Assim, podemos concluir que os 144 mil serão todos os salvos que estiverem vivos por ocasião do fechamento da porta da graça (Apocalipse 22:11) e passarem pela grande tribulação. Ao ler Apocalipse 7 muitos pensam ver dois grupos (os 144 mil e a grande multidão), mas se trata de um mesmo grupo em dois momentos distintos – antes e depois da batalha. Nos versos 1 a 8, os 144 mil estão prestes a passar pela grande tribulação por isso é apropriada a linguagem militar de um exército organizado para a guerra. Na visão João vê uma grande multidão vestida de branco, com palmas nas mãos e um cântico nos lábios.

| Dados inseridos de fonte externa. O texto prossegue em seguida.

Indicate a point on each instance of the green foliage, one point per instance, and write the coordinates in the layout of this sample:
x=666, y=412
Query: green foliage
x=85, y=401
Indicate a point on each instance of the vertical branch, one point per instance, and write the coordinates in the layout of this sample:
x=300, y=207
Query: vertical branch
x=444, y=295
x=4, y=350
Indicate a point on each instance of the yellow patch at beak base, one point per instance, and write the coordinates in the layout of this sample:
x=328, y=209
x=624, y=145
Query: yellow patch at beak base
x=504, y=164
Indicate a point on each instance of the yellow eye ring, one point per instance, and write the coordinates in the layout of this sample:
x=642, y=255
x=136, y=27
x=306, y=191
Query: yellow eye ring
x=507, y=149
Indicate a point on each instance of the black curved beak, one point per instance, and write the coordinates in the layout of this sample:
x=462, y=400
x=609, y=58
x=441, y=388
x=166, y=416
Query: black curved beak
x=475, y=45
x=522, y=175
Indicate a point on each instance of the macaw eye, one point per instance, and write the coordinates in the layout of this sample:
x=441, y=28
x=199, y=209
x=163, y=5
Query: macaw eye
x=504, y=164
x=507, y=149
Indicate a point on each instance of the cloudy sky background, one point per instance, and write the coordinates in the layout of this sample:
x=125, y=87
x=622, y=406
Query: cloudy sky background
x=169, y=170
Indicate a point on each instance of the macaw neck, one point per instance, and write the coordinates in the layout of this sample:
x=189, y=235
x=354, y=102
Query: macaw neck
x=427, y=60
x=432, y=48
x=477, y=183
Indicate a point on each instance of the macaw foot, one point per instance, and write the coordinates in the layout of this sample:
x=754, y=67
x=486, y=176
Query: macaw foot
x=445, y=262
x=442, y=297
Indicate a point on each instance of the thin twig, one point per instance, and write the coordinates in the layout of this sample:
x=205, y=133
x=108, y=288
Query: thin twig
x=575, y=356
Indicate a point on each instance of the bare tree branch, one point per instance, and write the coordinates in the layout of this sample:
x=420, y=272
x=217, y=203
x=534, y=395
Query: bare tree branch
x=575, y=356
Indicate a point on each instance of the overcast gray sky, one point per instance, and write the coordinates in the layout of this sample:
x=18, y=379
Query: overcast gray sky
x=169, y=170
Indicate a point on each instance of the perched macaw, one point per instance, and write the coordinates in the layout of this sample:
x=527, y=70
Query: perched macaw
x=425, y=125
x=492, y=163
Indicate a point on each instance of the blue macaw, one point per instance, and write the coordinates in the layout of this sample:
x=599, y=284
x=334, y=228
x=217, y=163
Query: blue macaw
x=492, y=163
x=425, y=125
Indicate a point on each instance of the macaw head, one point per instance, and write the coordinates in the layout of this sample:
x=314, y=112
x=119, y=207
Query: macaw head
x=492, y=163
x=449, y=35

Este é o cântico da vitória, ou seja, terminou o tempo de prova e eles agora se encontram diante de Deus.

Aproxima-se o dia em que todos os seres humanos estarão divididos em apenas dois grupos. Cada um deles terá seu sinal identificador – selo de Deus ou selo da besta. Escolher a qual destes grupos vamos pertencer é um assunto de vida ou morte, que devemos resolver aqui e agora. A quem vamos manifestar lealdade? Que nome vamos ter? Que sinal ou selo vamos possuir? Decida agora mesmo obedecer a Deus e à Sua palavra.

 

Minha declaração de fé

Assinale com um X se concordar com as declarações abaixo:

(   ) Creio que Deus está selando Seus filhos sinceros como sinal de Sua propriedade e proteção, desejo receber o selo de Deus em minha vida.

(   ) Compreendendo que o selo de Deus é o sábado e, por extensão, toda a Lei de Deus, desejo, pela graça de Cristo, colocar minha vida em harmonia com estes princípios.

(   ) Desejo orar e me consagrar para estar entre os 144 mil que hão de estar vivos e salvos na volta de Jesus.

 

Bênção final – “… Que a paz de Deus, que excede todo entendimento, guarde seu coração e sua mente em CRISTO JESUS” (Filipenses 4:7).